Na Academia formou-se Aristóteles, o seu discípulo mais importante. Embora tenha criticado a Teoria das Ideias, negando a existência de entidades transcendentes e independentes do mundo físico, manteve, com o seu mestre, que a par das realidades individuais existem entidades universais (essências ou formas), não separadas das coisas, mas nelas imanentes, e que são estas entidades universais o objeto da ciência. A tese da natureza divina e imortal da razão (intelecto) também é platónica. Além disso, a consideração do homem como ser social por natureza e a importância do conhecimento para a vida moral e política também mostram a clara marca do seu mestre.

Platão concebeu a Ideia do Bem (identificada com a Verdade e a Beleza supremas, criadora do mundo inteligível e, indiretamente, do sensível) em termos facilmente assimiláveis pelo monoteísmo judaico, cristão e muçulmano. A afinidade mantém-se também na sua conceção da alma e na importância da ética, por isso não deve surpreender a presença do filósofo no pensamento islâmico (Al-Farabi (870-950)), judaico (Avicebron (c. 1021–c. 1058)) e cristão.

Na Filosofia Medieval

No pensamento cristão medieval, a influência encontra-se em Santo Agostinho (354-430) e no Agostinismo: o dualismo antropológico recorda Platão; Agostinho também acreditava na existência de entidades universais (localizadas, para este autor, na mente de Deus), e rejeitou uma conceção empirista do conhecimento, substituindo a reminiscência pela iluminação divina. Por sua vez, Tomás de Aquino usa o conceito platónico de participação para explicar a relação entre Deus e as criaturas, e as suas vias para demonstrar a existência de Deus são influenciadas pelo nosso filósofo.

No Renascimento

O Renascimento marcou a redescoberta do pensamento grego, destacando-se o do nosso autor, primeiramente através da Academia Platónica de Florença, com destaque para Marsilio Ficino (1433–1499), e depois com as utopias de Thomas More (Utopia) e Tommaso Campanella (A Cidade do Sol), inspiradas na obra política mais importante de Platão, A República.

Na Idade Moderna

Na Idade Moderna, Platão tem presença no Racionalismo; por exemplo, Descartes defendia uma teoria inatista do conhecimento com clara semelhança à teoria da reminiscência, partilhando o entusiasmo de Platão pelo exercício da razão, a desconfiança relativamente aos sentidos e o dualismo antropológico. Não é errado apontar também que Kant se inspirou em Platão para as suas 'Ideias da Razão Pura'.

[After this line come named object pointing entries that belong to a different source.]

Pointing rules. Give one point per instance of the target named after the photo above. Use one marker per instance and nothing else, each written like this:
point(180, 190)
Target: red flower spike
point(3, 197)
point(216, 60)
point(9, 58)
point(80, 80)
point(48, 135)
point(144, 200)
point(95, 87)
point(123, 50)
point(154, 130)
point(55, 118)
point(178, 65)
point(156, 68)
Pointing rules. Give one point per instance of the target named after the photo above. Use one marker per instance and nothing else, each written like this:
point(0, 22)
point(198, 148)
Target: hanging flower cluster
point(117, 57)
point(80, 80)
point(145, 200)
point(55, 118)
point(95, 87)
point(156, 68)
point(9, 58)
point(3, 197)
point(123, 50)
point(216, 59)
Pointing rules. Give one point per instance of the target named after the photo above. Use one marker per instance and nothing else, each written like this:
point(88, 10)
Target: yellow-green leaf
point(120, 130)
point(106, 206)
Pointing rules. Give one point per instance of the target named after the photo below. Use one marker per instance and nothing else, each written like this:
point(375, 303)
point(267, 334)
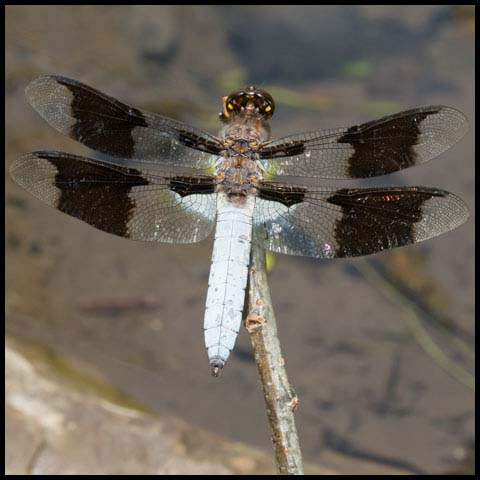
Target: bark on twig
point(280, 399)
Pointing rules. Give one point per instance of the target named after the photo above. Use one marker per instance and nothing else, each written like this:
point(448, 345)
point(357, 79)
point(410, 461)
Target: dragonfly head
point(248, 101)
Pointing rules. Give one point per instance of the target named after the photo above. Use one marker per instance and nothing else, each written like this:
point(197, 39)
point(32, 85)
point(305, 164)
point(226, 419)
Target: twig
point(280, 399)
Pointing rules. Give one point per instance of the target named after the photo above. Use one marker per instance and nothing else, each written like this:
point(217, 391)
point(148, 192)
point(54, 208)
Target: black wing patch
point(113, 128)
point(123, 201)
point(332, 223)
point(374, 148)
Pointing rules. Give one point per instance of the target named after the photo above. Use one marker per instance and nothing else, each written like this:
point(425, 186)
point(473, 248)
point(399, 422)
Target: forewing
point(352, 222)
point(374, 148)
point(115, 129)
point(127, 202)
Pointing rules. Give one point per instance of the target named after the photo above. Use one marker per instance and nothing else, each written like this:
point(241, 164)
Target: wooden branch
point(280, 399)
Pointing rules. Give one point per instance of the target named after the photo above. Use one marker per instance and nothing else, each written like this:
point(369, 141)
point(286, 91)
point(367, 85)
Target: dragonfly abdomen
point(228, 276)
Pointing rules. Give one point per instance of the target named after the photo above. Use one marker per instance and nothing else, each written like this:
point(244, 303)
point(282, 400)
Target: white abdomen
point(228, 277)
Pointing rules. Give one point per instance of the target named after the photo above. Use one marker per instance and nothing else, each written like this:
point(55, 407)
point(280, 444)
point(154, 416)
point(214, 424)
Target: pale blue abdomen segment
point(228, 277)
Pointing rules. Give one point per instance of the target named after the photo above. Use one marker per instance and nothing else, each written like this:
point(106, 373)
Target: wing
point(352, 222)
point(374, 148)
point(115, 129)
point(122, 201)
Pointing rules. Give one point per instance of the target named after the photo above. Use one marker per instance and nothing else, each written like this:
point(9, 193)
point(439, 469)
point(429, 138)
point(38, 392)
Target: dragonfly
point(156, 179)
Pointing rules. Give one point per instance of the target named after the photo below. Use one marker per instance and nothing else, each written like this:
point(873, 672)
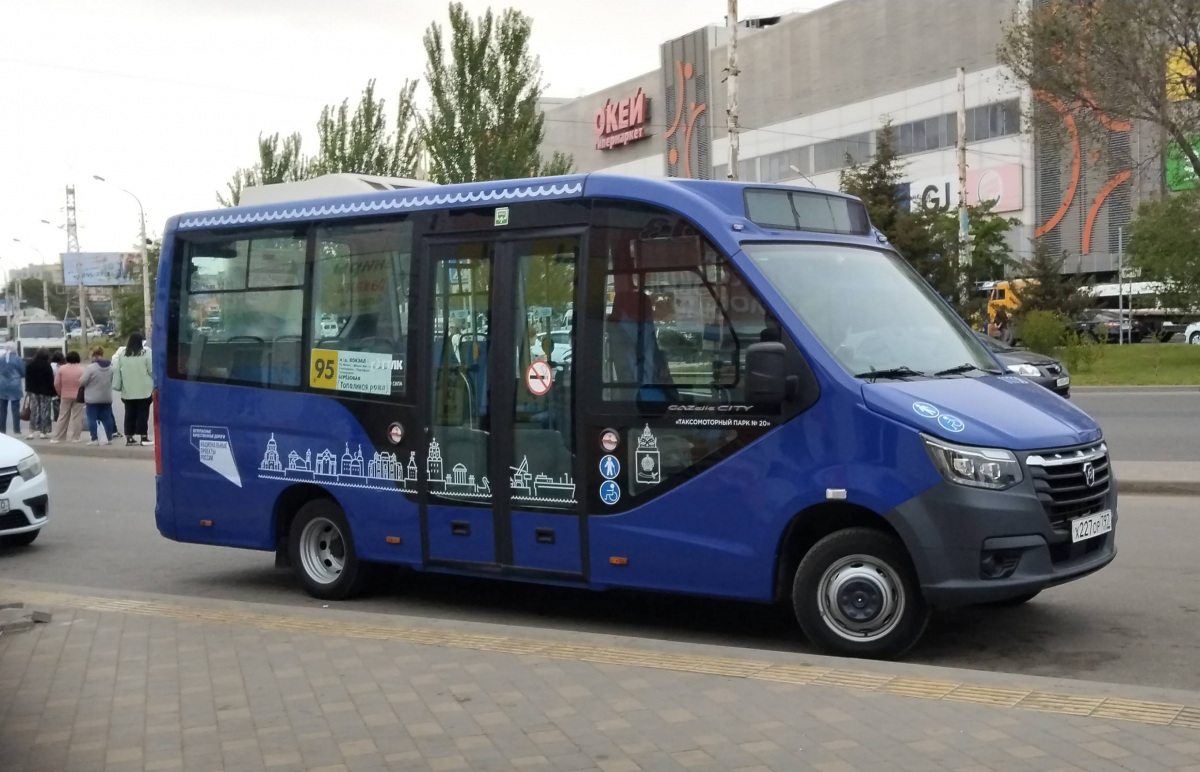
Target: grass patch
point(1143, 364)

Na Filosofia Contemporânea

A filosofia contemporânea realça a marca platónica em algumas tendências importantes, como a Fenomenologia de Husserl e Scheler, que, tal como Platão, acreditam na existência de entidades eternas, imutáveis e universais (essências) e na necessidade e possibilidade de um conhecimento rigoroso, absoluto, referente a objetos ideais.

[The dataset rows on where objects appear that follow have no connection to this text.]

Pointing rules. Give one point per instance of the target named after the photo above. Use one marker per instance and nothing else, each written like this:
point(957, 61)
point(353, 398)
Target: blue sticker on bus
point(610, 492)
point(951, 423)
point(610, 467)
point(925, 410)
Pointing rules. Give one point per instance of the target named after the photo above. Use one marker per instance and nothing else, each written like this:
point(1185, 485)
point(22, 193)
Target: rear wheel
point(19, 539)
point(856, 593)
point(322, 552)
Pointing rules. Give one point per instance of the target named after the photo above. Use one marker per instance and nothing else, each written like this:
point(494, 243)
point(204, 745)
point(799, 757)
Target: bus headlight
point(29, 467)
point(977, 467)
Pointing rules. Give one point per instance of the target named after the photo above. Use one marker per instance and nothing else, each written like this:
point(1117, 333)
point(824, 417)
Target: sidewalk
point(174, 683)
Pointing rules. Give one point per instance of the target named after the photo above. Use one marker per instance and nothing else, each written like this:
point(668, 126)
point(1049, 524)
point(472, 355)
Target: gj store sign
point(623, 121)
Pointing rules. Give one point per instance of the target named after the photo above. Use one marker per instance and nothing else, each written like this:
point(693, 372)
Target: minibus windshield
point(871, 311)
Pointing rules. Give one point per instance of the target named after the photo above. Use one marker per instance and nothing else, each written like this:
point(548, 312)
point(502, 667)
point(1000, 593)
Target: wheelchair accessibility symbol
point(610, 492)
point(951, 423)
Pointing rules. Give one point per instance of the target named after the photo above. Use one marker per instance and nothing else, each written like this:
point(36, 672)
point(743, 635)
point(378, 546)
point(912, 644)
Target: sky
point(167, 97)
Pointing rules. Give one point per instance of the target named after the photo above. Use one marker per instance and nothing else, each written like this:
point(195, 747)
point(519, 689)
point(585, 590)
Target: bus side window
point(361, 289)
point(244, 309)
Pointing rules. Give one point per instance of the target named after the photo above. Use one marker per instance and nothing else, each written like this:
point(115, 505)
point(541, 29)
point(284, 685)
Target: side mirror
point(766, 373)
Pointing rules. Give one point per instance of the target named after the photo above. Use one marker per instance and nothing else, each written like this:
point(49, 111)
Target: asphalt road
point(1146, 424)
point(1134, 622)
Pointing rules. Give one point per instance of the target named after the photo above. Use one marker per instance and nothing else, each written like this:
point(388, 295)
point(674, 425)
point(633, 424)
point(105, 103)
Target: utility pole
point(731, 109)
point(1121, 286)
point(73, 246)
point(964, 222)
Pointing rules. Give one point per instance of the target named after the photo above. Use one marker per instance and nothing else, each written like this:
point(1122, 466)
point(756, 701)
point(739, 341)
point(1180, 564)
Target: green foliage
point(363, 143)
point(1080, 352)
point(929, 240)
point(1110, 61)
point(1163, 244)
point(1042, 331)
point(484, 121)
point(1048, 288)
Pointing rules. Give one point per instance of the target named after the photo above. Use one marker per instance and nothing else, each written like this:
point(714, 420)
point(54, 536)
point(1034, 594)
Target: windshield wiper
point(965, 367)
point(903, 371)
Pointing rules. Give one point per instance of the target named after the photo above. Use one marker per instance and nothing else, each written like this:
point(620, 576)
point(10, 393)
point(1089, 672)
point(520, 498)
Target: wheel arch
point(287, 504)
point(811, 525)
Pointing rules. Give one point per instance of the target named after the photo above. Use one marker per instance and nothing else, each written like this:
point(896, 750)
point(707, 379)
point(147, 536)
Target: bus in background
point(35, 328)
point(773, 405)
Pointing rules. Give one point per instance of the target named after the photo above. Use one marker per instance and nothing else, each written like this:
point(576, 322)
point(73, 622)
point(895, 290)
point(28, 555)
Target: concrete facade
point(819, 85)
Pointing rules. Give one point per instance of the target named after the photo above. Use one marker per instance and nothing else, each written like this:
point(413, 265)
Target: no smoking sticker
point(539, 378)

Finalmente, não podemos esquecer o filósofo Karl Popper (1902–1994), que tem uma atitude ambivalente face a Platão: em A Sociedade Aberta e os Seus Inimigos, quis mostrar que Platão era o pai espiritual das conceções totalitárias do Estado e inimigo da liberdade, mas noutros escritos sustenta teses muito próximas das de Platão: Popper acredita que existem três 'mundos': o Mundo 1 ou conjunto dos factos físicos, o Mundo 2 ou conjunto dos estados mentais, e o Mundo 3, onde residem as verdades objetivas e as leis da ciência, independente dos outros dois. Este Mundo 3 é, sem dúvida, muito semelhante ao Mundo das Ideias proposto por Platão.